Similarly, for \(f(x) = \cos(x)\), the derivative is \(f'(x) = -\sin(x)\). Substitutions into the length formula yields the length of the cosine curve from \(\pi/2\) to \((2\pi + \pi/2)\) as:\[ L_{\cos} = \int _{\pi/2}^{5\pi/2} \sqrt{1+ [-\sin(x)]^{2}} dx \]
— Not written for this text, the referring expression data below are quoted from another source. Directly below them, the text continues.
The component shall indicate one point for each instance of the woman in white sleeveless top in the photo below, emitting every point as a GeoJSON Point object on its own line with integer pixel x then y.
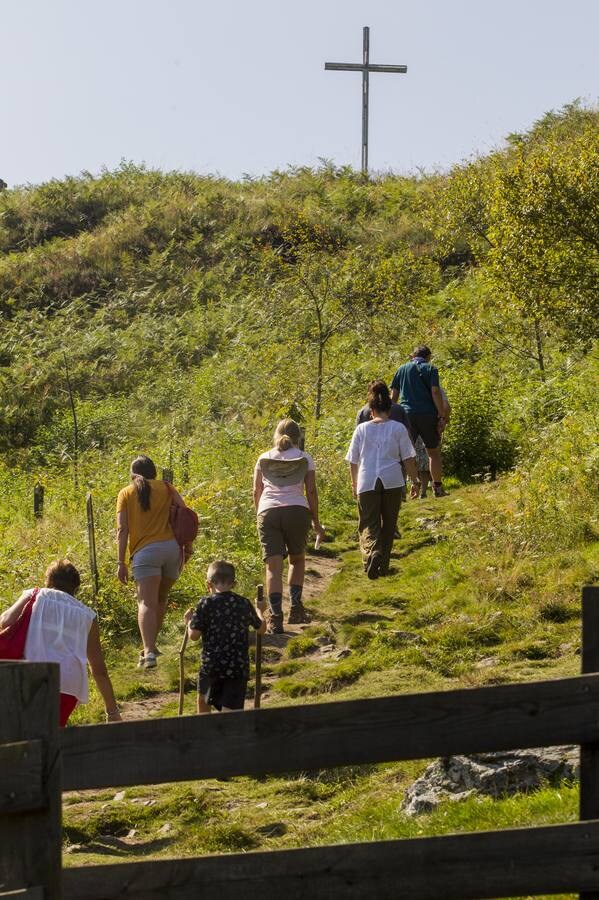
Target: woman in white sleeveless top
{"type": "Point", "coordinates": [286, 502]}
{"type": "Point", "coordinates": [64, 630]}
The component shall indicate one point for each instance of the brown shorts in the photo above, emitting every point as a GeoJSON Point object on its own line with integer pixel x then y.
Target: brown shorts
{"type": "Point", "coordinates": [424, 425]}
{"type": "Point", "coordinates": [283, 530]}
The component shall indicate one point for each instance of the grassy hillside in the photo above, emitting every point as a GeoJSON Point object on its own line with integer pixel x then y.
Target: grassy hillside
{"type": "Point", "coordinates": [189, 313]}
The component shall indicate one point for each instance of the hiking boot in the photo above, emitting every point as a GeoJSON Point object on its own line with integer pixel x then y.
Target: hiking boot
{"type": "Point", "coordinates": [275, 624]}
{"type": "Point", "coordinates": [374, 566]}
{"type": "Point", "coordinates": [298, 615]}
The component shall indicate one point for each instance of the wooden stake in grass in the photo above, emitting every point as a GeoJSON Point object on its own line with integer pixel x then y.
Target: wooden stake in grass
{"type": "Point", "coordinates": [75, 425]}
{"type": "Point", "coordinates": [258, 687]}
{"type": "Point", "coordinates": [38, 501]}
{"type": "Point", "coordinates": [91, 543]}
{"type": "Point", "coordinates": [182, 670]}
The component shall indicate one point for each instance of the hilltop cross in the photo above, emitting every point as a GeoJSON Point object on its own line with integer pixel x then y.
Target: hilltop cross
{"type": "Point", "coordinates": [366, 68]}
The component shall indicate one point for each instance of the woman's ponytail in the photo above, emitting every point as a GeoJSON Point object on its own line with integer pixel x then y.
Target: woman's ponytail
{"type": "Point", "coordinates": [379, 399]}
{"type": "Point", "coordinates": [287, 435]}
{"type": "Point", "coordinates": [143, 469]}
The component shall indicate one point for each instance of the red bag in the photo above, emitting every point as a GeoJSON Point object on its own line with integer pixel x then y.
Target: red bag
{"type": "Point", "coordinates": [13, 637]}
{"type": "Point", "coordinates": [184, 522]}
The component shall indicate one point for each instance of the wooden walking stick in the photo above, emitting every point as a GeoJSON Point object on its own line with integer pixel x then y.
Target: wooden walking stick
{"type": "Point", "coordinates": [182, 670]}
{"type": "Point", "coordinates": [258, 687]}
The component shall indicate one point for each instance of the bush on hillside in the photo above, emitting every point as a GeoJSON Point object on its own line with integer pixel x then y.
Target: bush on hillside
{"type": "Point", "coordinates": [477, 441]}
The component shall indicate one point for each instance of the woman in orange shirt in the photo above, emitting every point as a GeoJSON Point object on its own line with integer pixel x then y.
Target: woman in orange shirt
{"type": "Point", "coordinates": [143, 522]}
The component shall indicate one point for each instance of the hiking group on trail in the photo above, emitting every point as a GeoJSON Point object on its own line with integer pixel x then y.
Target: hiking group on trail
{"type": "Point", "coordinates": [155, 527]}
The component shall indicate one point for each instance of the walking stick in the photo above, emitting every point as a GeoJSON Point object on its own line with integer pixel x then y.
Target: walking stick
{"type": "Point", "coordinates": [182, 670]}
{"type": "Point", "coordinates": [258, 687]}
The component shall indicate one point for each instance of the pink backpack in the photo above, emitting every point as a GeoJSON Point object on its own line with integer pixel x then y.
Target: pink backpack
{"type": "Point", "coordinates": [13, 637]}
{"type": "Point", "coordinates": [184, 522]}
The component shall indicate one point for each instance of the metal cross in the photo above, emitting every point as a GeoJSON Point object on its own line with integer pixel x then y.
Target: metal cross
{"type": "Point", "coordinates": [365, 69]}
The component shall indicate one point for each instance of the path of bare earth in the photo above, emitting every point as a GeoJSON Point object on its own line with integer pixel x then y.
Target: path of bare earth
{"type": "Point", "coordinates": [319, 572]}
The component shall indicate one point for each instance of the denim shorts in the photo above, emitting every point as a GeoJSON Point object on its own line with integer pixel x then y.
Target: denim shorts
{"type": "Point", "coordinates": [160, 558]}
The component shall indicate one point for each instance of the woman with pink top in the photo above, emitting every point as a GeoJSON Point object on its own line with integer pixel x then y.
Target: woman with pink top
{"type": "Point", "coordinates": [286, 502]}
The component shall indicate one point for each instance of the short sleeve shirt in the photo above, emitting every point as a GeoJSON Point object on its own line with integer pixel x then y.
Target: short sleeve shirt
{"type": "Point", "coordinates": [378, 448]}
{"type": "Point", "coordinates": [224, 619]}
{"type": "Point", "coordinates": [275, 495]}
{"type": "Point", "coordinates": [414, 382]}
{"type": "Point", "coordinates": [397, 413]}
{"type": "Point", "coordinates": [146, 526]}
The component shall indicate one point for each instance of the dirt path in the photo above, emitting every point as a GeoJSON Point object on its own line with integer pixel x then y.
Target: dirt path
{"type": "Point", "coordinates": [319, 572]}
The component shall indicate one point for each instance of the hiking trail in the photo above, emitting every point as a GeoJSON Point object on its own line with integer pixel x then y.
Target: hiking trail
{"type": "Point", "coordinates": [319, 572]}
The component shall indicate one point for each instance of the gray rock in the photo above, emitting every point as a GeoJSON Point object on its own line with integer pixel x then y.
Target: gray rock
{"type": "Point", "coordinates": [491, 774]}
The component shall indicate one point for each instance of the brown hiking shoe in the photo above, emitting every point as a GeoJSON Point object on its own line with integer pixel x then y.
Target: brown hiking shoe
{"type": "Point", "coordinates": [275, 623]}
{"type": "Point", "coordinates": [298, 615]}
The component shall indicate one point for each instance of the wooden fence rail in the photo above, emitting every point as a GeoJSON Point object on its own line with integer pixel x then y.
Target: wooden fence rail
{"type": "Point", "coordinates": [35, 756]}
{"type": "Point", "coordinates": [283, 739]}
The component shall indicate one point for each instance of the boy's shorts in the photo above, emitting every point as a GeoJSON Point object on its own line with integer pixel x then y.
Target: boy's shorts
{"type": "Point", "coordinates": [219, 692]}
{"type": "Point", "coordinates": [283, 530]}
{"type": "Point", "coordinates": [159, 558]}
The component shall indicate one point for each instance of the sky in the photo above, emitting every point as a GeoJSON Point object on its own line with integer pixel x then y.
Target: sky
{"type": "Point", "coordinates": [234, 87]}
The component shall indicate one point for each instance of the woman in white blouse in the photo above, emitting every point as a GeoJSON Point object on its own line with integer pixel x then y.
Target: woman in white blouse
{"type": "Point", "coordinates": [375, 454]}
{"type": "Point", "coordinates": [64, 630]}
{"type": "Point", "coordinates": [286, 501]}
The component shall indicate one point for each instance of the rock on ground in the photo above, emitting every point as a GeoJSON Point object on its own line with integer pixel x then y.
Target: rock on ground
{"type": "Point", "coordinates": [491, 774]}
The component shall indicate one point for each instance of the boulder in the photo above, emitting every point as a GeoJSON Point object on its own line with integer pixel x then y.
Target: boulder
{"type": "Point", "coordinates": [491, 774]}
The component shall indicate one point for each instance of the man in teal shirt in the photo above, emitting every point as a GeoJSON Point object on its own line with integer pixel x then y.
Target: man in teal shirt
{"type": "Point", "coordinates": [416, 384]}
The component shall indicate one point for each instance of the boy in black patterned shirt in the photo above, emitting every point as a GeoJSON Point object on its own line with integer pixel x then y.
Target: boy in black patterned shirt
{"type": "Point", "coordinates": [222, 619]}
Looking at the two formulas from Step 1 and Step 2, we see that they are indeed equivalent, because the square of the derivative of the function, regardless of whether it's sine or cosine, falls between 0 and 1, so we have \[1+ [\cos(x)]^{2} = 1+ [-\sin(x)]^{2}\]which implies\[\int _{0}^{2\pi} \sqrt{1+ [\cos(x)]^{2}} dx = \int _{\pi/2}^{5\pi/2} \sqrt{1+ [-\sin(x)]^{2}} dx \]Therefore, one arch of the sine curve has the same length as one arch of the cosine curve.